Meine Kinder sind einfach ganz normal entstanden. Durch natürliche Fortpflanzung. Punkt. Das ist es ja gerade: Ich kann sie normal haben. Aber es gibt Millionen Menschen weltweit, die das eben nicht können. Und unsere Fruchtbarkeitsbehandlungen sind eine Lösung. Die Drei-Eltern-Behandlung ist im Vergleich zur gängigen künstlichen Befruchtung einfach nur der nächste Schritt. Hier wird statt Unfruchtbarkeit eine genetische Erkrankung behandelt. Ohne diese Behandlung kommen schwerkranke Kinder zur Welt, die unter Muskelschwäche, Blindheit oder Herzproblemen leiden. Aber wir können helfen!

Ist dieses neu entstehende Leben in Ihren Augen ein Wunder?

Nein, es ist einfach normal. Wir nehmen nur Sperma und Eizellen, vermischen sie und setzen sie einer Frau ein. Wie bei der künstlichen Befruchtung, nur dass es bei den Drei-Eltern-Babys Material aus zwei verschiedenen Eizellen ist.

Bisher wurde kein Drei-Eltern-Baby geboren. Wären Sie gerne der Erste, der ein solches Kind erschafft?

Ich freue mich über jedes gesunde Kind, das mit dieser Methode geboren wird.
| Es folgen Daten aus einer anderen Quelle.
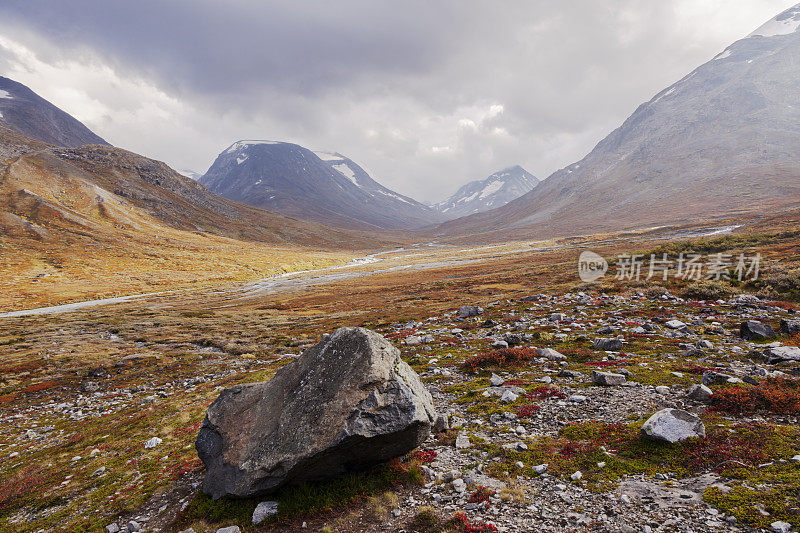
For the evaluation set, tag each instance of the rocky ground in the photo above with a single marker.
(544, 397)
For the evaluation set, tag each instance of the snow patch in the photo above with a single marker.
(784, 24)
(239, 145)
(723, 55)
(491, 188)
(345, 170)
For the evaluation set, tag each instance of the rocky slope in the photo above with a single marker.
(482, 195)
(721, 140)
(323, 187)
(28, 114)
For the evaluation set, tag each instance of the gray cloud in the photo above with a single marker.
(426, 94)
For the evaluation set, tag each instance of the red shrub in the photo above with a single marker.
(544, 392)
(504, 357)
(780, 396)
(425, 456)
(527, 411)
(481, 494)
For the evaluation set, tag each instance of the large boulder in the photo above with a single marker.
(790, 327)
(673, 425)
(753, 330)
(347, 403)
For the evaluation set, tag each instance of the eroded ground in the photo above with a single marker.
(82, 393)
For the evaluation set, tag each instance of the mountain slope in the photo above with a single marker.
(482, 195)
(721, 140)
(30, 115)
(297, 182)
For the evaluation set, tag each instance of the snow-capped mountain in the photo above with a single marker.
(722, 140)
(482, 195)
(28, 114)
(325, 187)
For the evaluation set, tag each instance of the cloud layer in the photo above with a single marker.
(428, 95)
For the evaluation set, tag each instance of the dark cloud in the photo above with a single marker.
(427, 94)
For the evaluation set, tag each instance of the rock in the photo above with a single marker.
(699, 393)
(509, 396)
(673, 425)
(753, 330)
(496, 380)
(790, 327)
(263, 511)
(413, 340)
(441, 425)
(781, 527)
(469, 311)
(90, 386)
(513, 339)
(347, 403)
(607, 379)
(703, 345)
(711, 377)
(608, 345)
(462, 442)
(782, 353)
(551, 354)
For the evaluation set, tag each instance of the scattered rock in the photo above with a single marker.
(753, 330)
(607, 379)
(263, 511)
(673, 425)
(354, 404)
(469, 311)
(607, 345)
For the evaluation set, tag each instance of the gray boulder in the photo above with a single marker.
(470, 311)
(347, 403)
(790, 327)
(753, 330)
(673, 425)
(699, 393)
(607, 379)
(780, 354)
(551, 354)
(608, 345)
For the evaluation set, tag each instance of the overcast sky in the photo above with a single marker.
(425, 95)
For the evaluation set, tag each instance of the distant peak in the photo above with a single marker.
(785, 23)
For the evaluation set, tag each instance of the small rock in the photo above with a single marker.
(673, 425)
(781, 527)
(699, 393)
(469, 311)
(263, 511)
(753, 330)
(607, 379)
(607, 345)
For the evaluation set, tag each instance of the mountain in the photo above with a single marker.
(28, 114)
(320, 186)
(482, 195)
(722, 140)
Aber natürlich wäre ich auch gerne dabei. Mein ganzes Labor hat wirklich große Expertise in dieser Technik.

Also werden Sie sich ein bisschen wie der Vater fühlen, wenn in Großbritannien das erste Drei-Eltern-Baby zur Welt kommt?

Na ja, nicht wirklich wie ein Vater. Aber sicherlich wie der Leiter eines Labors, das wissenschaftlich zu diesem Kind beigetragen hat.

Stolz werden Sie also schon sein?

Ja. Ja. Unbedingt. Weil wir die Grundlagen gelegt haben.

Werden Sie auch Sorgen haben wie ein Vater, ob sich der Nachwuchs gut entwickelt, ob ihm vielleicht etwas passiert oder sich doch etwas Unvorhergesehenes ergibt?

Nein, ich habe keine großen Sorgen. Natürlich ist jeder Schritt in die Praxis auch mit Risiken behaftet. Schließlich ist es ja eine Mikro-Operation an den Eizellen, die wir da vornehmen. Deshalb sollte nicht jeder diese Methoden anwenden. Aber unsere Versuche mit den Affen haben uns gezeigt, dass die Methode sicher ist. Die Affen sind jetzt fünf Jahre alt. Sie haben selbst schon wieder Kinder bekommen, und es geht ihnen gut. Es sind wilde Affen, die rumrennen, spielen, streiten. Echtes Leben eben.